A solução para esta crise passa também pela reforma estrutural dos tribunais de crianças. Estes devem ser tribunais coletivos, compostos por um painel de juízes e especialistas que garantam decisões mais equilibradas e bem fundamentadas. Além disso, é essencial garantir a independência do Ministério Público no âmbito destes processos. Os procuradores de crianças precisam finalmente de sair debaixo da beca do juiz. Esta expressão, que espelha bem a falta de autonomia, reflete uma verdade: o Ministério Público, em muitos casos, não atua como um verdadeiro defensor da criança, mas sim como uma extensão da vontade judicial. Para garantir essa independência, é necessário que o Ministério Público deixe de partilhar a mesma porta com o juiz e opere em condições que assegurem a sua imparcialidade.
As falhas do sistema não param por aqui. Vivemos num contexto em que jovens adultos, vítimas do sistema judicial enquanto crianças, crescem com uma estrutura psicológica danificada. Muitos perderam um dos pais devido a decisões judiciais que permitiram afastamentos injustificados ou que perpetuaram conflitos entre os progenitores. Estes jovens adultos, marcados por essas falhas, carregam ressentimento contra todos os que participaram no processo: o juiz que decidiu, o procurador que nada promoveu, os técnicos assistentes sociais que falharam, os advogados que representaram os seus pais sem considerar o seu bem-estar, e, frequentemente, contra os próprios progenitores.
É imperativo questionar: quem irá indemnizar estes jovens adultos, cujas vidas foram prejudicadas por erros do legislador e do julgador? Faz sentido que o Estado assuma a responsabilidade por estas falhas, mesmo que decorram décadas.
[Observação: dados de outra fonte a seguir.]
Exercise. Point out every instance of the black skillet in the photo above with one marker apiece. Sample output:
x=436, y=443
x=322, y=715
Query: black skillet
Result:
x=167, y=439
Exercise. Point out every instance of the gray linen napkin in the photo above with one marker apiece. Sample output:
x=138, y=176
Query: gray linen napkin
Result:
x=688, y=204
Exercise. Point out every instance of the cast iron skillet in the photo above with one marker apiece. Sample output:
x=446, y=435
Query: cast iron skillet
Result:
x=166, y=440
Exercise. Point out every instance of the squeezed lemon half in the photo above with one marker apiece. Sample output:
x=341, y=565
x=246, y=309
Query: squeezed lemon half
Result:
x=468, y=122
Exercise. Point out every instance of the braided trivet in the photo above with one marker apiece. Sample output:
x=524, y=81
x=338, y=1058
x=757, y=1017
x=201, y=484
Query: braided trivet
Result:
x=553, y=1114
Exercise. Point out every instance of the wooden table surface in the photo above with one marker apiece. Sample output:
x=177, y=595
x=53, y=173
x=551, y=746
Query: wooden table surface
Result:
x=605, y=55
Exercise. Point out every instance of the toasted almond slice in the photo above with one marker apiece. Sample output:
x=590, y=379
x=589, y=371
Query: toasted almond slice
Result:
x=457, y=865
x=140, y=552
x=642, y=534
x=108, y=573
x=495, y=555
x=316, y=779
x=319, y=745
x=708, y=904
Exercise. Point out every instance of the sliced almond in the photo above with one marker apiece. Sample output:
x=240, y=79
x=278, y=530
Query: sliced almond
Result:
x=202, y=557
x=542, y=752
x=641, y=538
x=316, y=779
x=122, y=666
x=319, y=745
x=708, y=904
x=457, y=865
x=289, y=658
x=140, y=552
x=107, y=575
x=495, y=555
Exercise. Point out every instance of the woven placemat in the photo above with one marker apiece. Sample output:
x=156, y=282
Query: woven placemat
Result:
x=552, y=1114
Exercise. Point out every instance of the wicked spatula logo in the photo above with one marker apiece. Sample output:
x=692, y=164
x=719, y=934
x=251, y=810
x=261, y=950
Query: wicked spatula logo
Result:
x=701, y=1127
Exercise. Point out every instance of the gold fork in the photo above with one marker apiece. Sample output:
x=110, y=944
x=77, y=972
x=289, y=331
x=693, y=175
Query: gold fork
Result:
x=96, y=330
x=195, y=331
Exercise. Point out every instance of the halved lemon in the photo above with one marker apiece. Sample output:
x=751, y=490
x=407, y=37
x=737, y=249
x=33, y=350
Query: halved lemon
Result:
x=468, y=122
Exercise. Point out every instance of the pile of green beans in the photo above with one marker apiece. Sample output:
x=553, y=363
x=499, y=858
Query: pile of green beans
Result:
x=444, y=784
A responsabilidade civil deve ser considerada, como forma de reconhecer os danos causados e, mais importante, de evitar que estas injustiças se repitam.
A necessidade de mudança é urgente. É essencial criar um sistema judicial que promova processos céleres, decisões equilibradas e independência real entre os diferentes intervenientes. Além disso, a sociedade deve unir esforços para humanizar o debate sobre responsabilidades parentais, dando voz às vítimas e propondo soluções práticas e justas.
Os tribunais de crianças devem tornar-se um espaço onde a proteção e o bem-estar das crianças sejam a prioridade absoluta. Não é apenas uma questão de reforma judicial; é uma questão de justiça e humanidade. O futuro das crianças não pode continuar a ser comprometido por um sistema que insiste em perpetuar as falhas do passado. É tempo de agir, de forma decidida e corajosa, para construir um sistema verdadeiramente digno desse nome.